Regret Minimization for Reinforcement Learning by Evaluating the Optimal Bias Function

We present an algorithm based on the \emph{Optimism in the Face of Uncertainty} (OFU) principle which is able to learn Reinforcement Learning (RL) modeled by Markov decision process (MDP) with finite state-action space efficiently. By evaluating the state-pair difference of the optimal bias function $h^{*}$, the proposed algorithm achieves a regret bound of $\tilde{O}(\sqrt{SAHT})$\footnote{The symbol $\tilde{O}$ means $O$ with log factors ignored. } for MDP with $S$ states and $A$ actions, in the case that an upper bound $H$ on the span of $h^{*}$, i.e., $sp(h^{*})$ is known.

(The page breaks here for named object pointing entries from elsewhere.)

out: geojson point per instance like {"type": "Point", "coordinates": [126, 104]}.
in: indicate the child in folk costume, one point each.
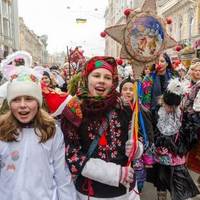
{"type": "Point", "coordinates": [170, 149]}
{"type": "Point", "coordinates": [191, 119]}
{"type": "Point", "coordinates": [95, 126]}
{"type": "Point", "coordinates": [32, 162]}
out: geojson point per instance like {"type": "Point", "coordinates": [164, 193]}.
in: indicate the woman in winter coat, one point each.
{"type": "Point", "coordinates": [95, 126]}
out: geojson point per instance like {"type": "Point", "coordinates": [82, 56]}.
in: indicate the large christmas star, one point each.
{"type": "Point", "coordinates": [143, 37]}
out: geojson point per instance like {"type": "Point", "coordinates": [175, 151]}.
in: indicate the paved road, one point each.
{"type": "Point", "coordinates": [149, 192]}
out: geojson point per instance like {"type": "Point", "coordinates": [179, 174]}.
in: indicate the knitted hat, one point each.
{"type": "Point", "coordinates": [173, 95]}
{"type": "Point", "coordinates": [105, 62]}
{"type": "Point", "coordinates": [24, 83]}
{"type": "Point", "coordinates": [127, 80]}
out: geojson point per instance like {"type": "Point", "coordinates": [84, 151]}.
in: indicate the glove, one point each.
{"type": "Point", "coordinates": [129, 146]}
{"type": "Point", "coordinates": [127, 176]}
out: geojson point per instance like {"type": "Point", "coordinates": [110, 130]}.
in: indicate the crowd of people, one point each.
{"type": "Point", "coordinates": [97, 135]}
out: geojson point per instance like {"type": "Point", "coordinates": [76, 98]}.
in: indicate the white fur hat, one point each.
{"type": "Point", "coordinates": [25, 83]}
{"type": "Point", "coordinates": [22, 80]}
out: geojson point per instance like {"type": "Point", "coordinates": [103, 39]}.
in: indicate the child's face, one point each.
{"type": "Point", "coordinates": [147, 71]}
{"type": "Point", "coordinates": [46, 80]}
{"type": "Point", "coordinates": [127, 91]}
{"type": "Point", "coordinates": [162, 64]}
{"type": "Point", "coordinates": [181, 73]}
{"type": "Point", "coordinates": [24, 108]}
{"type": "Point", "coordinates": [195, 73]}
{"type": "Point", "coordinates": [100, 82]}
{"type": "Point", "coordinates": [168, 109]}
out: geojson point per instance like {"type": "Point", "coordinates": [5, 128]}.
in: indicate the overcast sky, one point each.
{"type": "Point", "coordinates": [57, 19]}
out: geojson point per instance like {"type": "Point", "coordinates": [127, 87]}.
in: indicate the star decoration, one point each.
{"type": "Point", "coordinates": [143, 37]}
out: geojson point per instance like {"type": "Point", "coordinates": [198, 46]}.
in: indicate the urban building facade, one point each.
{"type": "Point", "coordinates": [32, 43]}
{"type": "Point", "coordinates": [9, 27]}
{"type": "Point", "coordinates": [185, 14]}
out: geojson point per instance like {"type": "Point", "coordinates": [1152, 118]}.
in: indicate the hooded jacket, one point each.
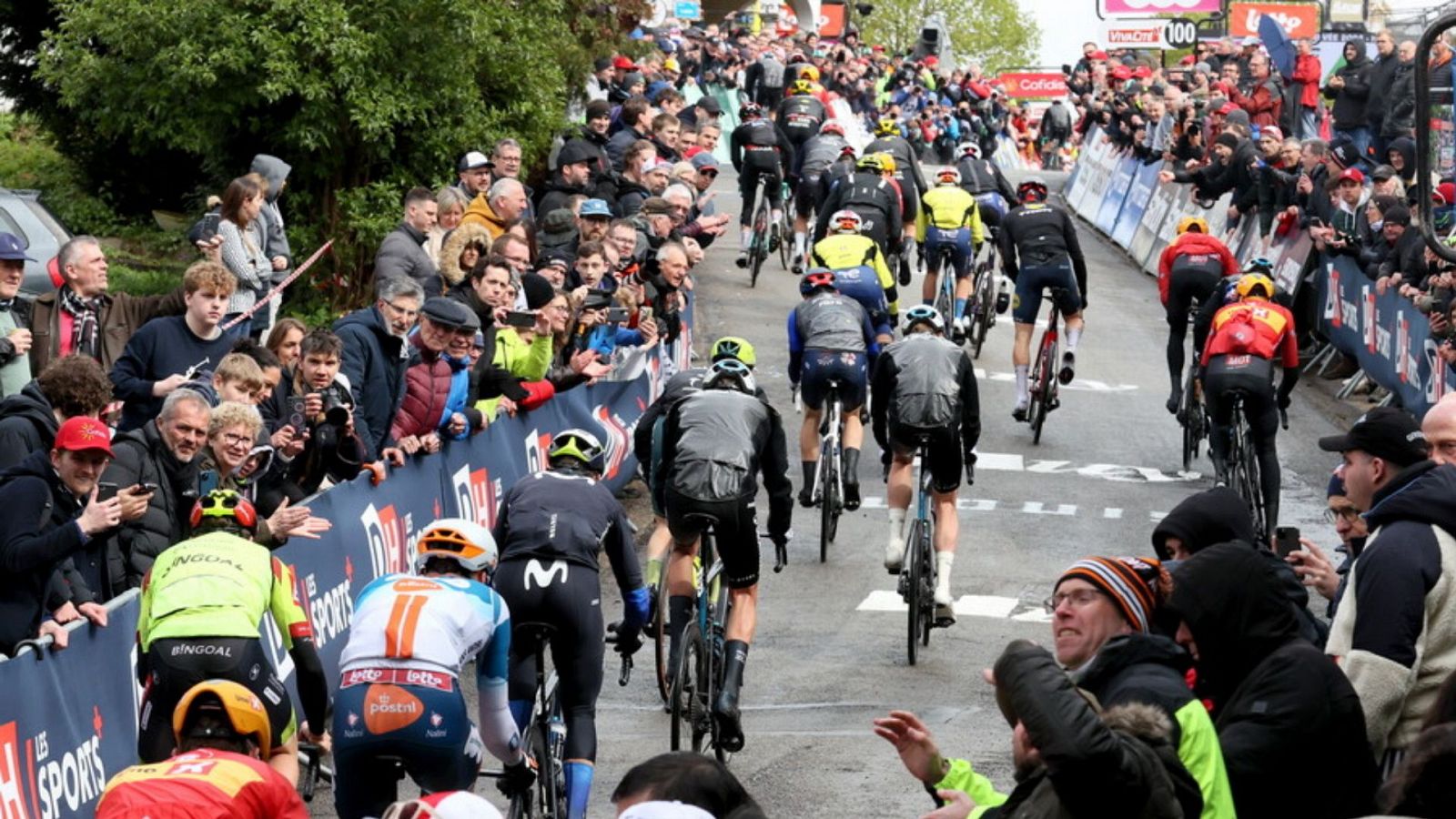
{"type": "Point", "coordinates": [1395, 629]}
{"type": "Point", "coordinates": [1285, 713]}
{"type": "Point", "coordinates": [1350, 101]}
{"type": "Point", "coordinates": [375, 365]}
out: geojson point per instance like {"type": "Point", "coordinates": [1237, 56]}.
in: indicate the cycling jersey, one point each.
{"type": "Point", "coordinates": [201, 784]}
{"type": "Point", "coordinates": [1252, 329]}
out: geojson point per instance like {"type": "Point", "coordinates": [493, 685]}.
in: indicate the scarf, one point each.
{"type": "Point", "coordinates": [86, 317]}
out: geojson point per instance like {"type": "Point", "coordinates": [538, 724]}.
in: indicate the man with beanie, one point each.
{"type": "Point", "coordinates": [1101, 612]}
{"type": "Point", "coordinates": [1395, 630]}
{"type": "Point", "coordinates": [1285, 713]}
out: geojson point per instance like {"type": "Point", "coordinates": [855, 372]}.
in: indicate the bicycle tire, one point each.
{"type": "Point", "coordinates": [914, 591]}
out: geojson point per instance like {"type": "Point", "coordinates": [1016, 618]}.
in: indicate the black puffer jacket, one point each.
{"type": "Point", "coordinates": [1285, 712]}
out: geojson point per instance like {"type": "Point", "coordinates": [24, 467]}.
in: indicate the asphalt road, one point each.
{"type": "Point", "coordinates": [830, 647]}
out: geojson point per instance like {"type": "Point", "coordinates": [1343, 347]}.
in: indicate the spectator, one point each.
{"type": "Point", "coordinates": [402, 252]}
{"type": "Point", "coordinates": [162, 453]}
{"type": "Point", "coordinates": [69, 388]}
{"type": "Point", "coordinates": [1283, 712]}
{"type": "Point", "coordinates": [1350, 89]}
{"type": "Point", "coordinates": [62, 484]}
{"type": "Point", "coordinates": [82, 317]}
{"type": "Point", "coordinates": [1065, 753]}
{"type": "Point", "coordinates": [499, 208]}
{"type": "Point", "coordinates": [167, 351]}
{"type": "Point", "coordinates": [1392, 632]}
{"type": "Point", "coordinates": [376, 356]}
{"type": "Point", "coordinates": [242, 234]}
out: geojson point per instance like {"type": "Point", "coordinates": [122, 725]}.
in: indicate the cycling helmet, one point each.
{"type": "Point", "coordinates": [730, 373]}
{"type": "Point", "coordinates": [1191, 223]}
{"type": "Point", "coordinates": [1256, 285]}
{"type": "Point", "coordinates": [814, 278]}
{"type": "Point", "coordinates": [1033, 188]}
{"type": "Point", "coordinates": [239, 709]}
{"type": "Point", "coordinates": [459, 540]}
{"type": "Point", "coordinates": [734, 347]}
{"type": "Point", "coordinates": [228, 506]}
{"type": "Point", "coordinates": [846, 222]}
{"type": "Point", "coordinates": [924, 314]}
{"type": "Point", "coordinates": [580, 445]}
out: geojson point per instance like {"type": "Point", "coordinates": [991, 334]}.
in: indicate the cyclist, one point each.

This result outperforms the best previous regret bounds $\tilde{O}(S\sqrt{AHT})$\citep{fruit2019improved} by a factor of $\sqrt{S}$. Furthermore, this regret bound matches the lower bound of $\Omega(\sqrt{SAHT})$\citep{jaksch2010near} up to a logarithmic factor. As a consequence, we show that there is a near optimal regret bound of $\tilde{O}(\sqrt{SADT})$ for MDPs with a finite diameter $D$ compared to the lower bound of $\Omega(\sqrt{SADT})$\citep{jaksch2010near}.